We’re talking about recipes like vinegar and salt, which can be used to polish brass. And for an all-purpose cleaner and deodoriser, just combine baking soda and warm water.
Need to remove pesky water rings? Non-gel toothpaste (i.e., the white parts) and baking soda will do the trick. You can find tons more DIY recipes all over the Internet.
No, playing at pre-ball Cinderella isn’t the point here. Making your own cleaning products using all natural ingredients can easily slash your household bills by tens of dollars.
More importantly, avoiding commercial cleaners can reduce your chances of suffering irritation or allergic reactions, saving you from a dermatologist bill. And perhaps best of all, it’s gentler on Mother Earth.
6. Make your own coffee or tea
No task is more Herculean — or routine — than fighting off the mid-afternoon sleep attacks that begin just as that pesky report is due. Craving just a few more hours of energy to make it through the day, we dutifully scrounge up a couple of dollars for that cup of cold brew.
But other than the privilege of worshipping at the altar of commercialism, there’s really no reason to fork out the equivalent of two hawker centre meals just for a pick-me up, especially when you can brew your very own coffee or tea right at home.
The equipment you need (really nothing more complicated that a container with some sorta net) can be easily bought for the price of two or three cups of that fancy beverage, but you’ll soon be saving so much money you’ll forget this embarrassment ever happened.
7. Learn to love the crock-pot
Some things bear repeating because it’s true. Learning to cook your own meals can save you significant amounts of money, replacing expensive lunches and food delivery meals with more reasonably priced options.
And with fancy equipment like sous-vide circulators, going home cooked doesn’t mean giving up restaurant quality meals.
But our mothers were already producing melt-off-the-bone dishes more delicate than a Frenchman’s cheeks long before sous-vide ever entered the common vernacular. And all she had was the humble crock-pot.
Because sous-vide is nothing but cooking food at low heat over a long period, a slow cooker can give you the same delectable results. Simply look up some recipes, throw together the ingredients in a heavy-bottomed slow cooker, crank it on and let time do its thing.

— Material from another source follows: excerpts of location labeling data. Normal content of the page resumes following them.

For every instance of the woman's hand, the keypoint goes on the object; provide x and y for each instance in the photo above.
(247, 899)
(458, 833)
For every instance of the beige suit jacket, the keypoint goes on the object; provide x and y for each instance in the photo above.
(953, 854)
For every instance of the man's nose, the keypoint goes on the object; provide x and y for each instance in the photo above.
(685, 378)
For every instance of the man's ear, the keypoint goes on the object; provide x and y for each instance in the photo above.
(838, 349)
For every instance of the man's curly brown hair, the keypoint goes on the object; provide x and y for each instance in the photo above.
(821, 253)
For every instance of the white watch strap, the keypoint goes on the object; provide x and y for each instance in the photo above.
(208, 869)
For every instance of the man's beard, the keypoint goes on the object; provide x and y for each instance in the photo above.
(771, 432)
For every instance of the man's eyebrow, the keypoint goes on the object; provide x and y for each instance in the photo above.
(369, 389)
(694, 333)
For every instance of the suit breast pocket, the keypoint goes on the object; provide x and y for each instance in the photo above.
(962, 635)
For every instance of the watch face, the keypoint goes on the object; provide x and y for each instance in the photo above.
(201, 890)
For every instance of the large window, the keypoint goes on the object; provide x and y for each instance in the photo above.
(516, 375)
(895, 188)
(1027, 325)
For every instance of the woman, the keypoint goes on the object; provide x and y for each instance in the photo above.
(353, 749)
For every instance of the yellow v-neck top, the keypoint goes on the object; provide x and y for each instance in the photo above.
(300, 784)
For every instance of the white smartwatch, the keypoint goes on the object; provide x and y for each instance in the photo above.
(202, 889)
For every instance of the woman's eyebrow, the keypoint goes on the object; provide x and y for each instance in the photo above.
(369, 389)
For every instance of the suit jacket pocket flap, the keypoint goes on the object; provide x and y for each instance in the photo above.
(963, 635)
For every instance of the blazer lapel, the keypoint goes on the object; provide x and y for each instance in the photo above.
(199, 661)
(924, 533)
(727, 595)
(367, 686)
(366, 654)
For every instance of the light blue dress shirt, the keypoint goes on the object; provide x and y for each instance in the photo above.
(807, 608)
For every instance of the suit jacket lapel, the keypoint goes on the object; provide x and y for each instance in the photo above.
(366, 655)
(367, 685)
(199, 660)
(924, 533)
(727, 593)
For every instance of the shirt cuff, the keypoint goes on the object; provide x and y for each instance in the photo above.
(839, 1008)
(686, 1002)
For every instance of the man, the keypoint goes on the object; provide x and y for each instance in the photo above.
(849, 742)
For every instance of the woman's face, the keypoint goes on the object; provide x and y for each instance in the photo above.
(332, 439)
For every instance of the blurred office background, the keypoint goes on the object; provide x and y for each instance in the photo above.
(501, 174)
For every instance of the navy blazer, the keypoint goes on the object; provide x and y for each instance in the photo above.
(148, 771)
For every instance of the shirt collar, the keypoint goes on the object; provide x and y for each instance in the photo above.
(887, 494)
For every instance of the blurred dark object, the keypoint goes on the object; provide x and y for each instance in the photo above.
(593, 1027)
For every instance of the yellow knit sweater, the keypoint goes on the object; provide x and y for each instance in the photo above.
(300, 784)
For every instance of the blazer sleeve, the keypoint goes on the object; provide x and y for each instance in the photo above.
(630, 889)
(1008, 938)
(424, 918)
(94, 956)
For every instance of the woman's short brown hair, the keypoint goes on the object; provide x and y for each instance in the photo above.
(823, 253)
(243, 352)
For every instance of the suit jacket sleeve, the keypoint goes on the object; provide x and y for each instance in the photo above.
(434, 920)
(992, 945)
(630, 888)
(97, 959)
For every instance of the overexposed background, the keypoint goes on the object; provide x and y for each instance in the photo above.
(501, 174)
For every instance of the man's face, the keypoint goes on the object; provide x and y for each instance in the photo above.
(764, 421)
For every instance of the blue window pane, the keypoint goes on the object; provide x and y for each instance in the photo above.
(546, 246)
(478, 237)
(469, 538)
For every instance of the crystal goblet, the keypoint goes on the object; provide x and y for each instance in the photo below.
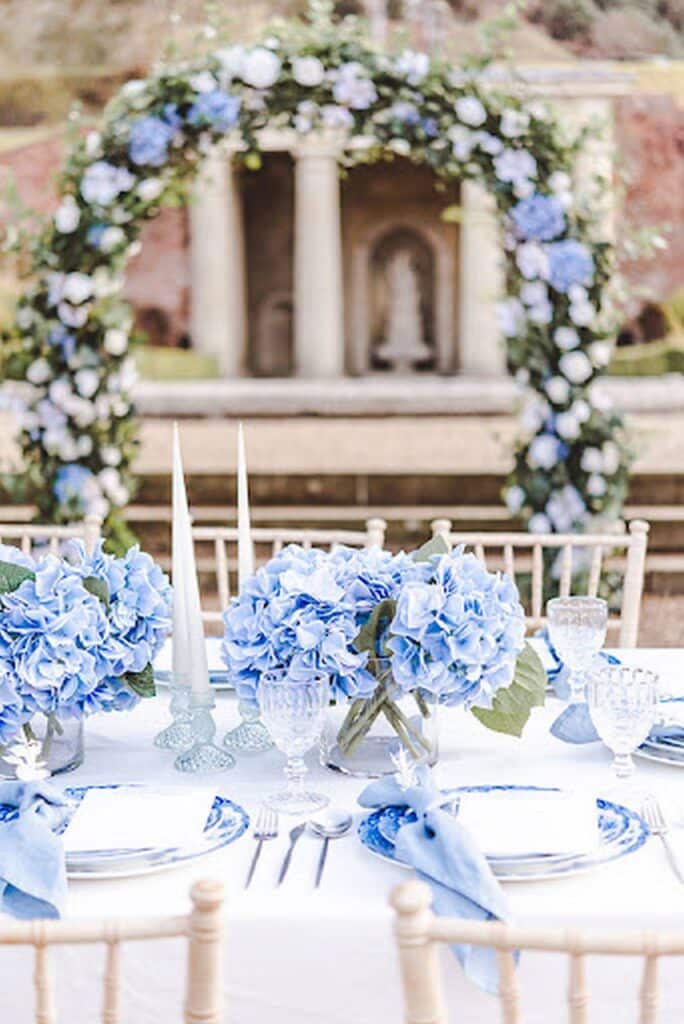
(576, 630)
(623, 704)
(294, 713)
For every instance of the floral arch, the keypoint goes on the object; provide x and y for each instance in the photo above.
(73, 329)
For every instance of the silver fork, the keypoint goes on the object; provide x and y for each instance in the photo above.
(659, 826)
(264, 828)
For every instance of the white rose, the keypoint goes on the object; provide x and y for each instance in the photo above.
(532, 260)
(116, 341)
(87, 382)
(575, 367)
(470, 111)
(514, 123)
(558, 390)
(539, 523)
(150, 188)
(261, 68)
(77, 288)
(308, 72)
(68, 215)
(39, 372)
(567, 425)
(566, 338)
(111, 239)
(592, 460)
(110, 455)
(596, 485)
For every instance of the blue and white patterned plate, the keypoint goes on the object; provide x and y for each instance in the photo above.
(621, 832)
(226, 822)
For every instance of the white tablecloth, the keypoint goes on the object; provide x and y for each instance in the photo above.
(299, 956)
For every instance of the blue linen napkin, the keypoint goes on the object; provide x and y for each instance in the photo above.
(446, 856)
(33, 872)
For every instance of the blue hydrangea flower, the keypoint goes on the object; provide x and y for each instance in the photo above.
(150, 140)
(216, 109)
(458, 633)
(539, 217)
(570, 263)
(69, 484)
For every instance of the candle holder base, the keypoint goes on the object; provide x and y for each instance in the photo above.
(251, 736)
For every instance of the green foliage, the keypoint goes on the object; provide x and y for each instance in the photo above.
(12, 576)
(512, 705)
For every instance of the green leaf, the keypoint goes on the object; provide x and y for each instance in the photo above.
(12, 577)
(379, 619)
(512, 705)
(435, 546)
(98, 589)
(142, 683)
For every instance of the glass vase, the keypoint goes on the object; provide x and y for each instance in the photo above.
(370, 737)
(46, 745)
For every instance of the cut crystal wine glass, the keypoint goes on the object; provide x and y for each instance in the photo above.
(294, 713)
(576, 630)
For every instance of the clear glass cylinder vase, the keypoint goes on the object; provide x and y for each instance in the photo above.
(46, 745)
(368, 738)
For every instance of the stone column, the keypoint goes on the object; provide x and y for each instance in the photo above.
(218, 317)
(318, 296)
(481, 284)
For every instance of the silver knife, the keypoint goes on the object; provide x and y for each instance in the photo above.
(294, 836)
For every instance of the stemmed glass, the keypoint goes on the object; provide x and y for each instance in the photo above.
(576, 630)
(294, 713)
(623, 704)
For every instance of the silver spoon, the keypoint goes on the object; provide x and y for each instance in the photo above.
(331, 824)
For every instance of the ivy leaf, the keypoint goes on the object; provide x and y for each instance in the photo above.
(142, 683)
(512, 705)
(98, 589)
(435, 546)
(12, 576)
(378, 621)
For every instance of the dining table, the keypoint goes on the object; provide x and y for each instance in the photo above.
(299, 954)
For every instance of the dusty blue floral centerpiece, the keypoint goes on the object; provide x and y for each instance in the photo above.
(78, 635)
(435, 628)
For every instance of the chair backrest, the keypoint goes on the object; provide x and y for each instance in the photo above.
(202, 927)
(419, 934)
(30, 537)
(625, 551)
(267, 542)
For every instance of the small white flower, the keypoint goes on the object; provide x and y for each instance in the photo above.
(470, 111)
(575, 367)
(539, 523)
(204, 81)
(567, 424)
(110, 455)
(566, 338)
(260, 68)
(558, 390)
(150, 188)
(596, 485)
(515, 499)
(39, 372)
(87, 382)
(116, 341)
(592, 461)
(77, 288)
(532, 260)
(511, 315)
(308, 72)
(68, 215)
(514, 123)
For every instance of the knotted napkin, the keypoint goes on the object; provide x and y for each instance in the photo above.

You’ll save money and enjoy delicious, convenient one-pot meals at the same time.
8. Check before you buy
With Amazon now big enough to set entire cities’ hearts aflutter just by looking in their general direction, it’s clear that online shopping is the new normal.
When you have the ability to buy everything that you need (and more than an item or two you don’t) with just a few taps, how can you not indulge in your favourite cyber sales?
Online shopping is perfect for impulse buys. But that’s also the easiest way to fritter away your hard-earned money, especially when what you ordered turns out to be a dud (avoid that, and check out the best deals for 2019 here).
Yes, you can (and should) check the reviews, but how do you know they’re not generated by some spam bot?
Easy. Run the feedback through websites like ReviewMeta.com, which analyses the reviews on an e-commerce site to tell you if they’re real and trustworthy. That way, you can make sure that 34th pair of crystal-studded slippers is really as comfy as rumoured.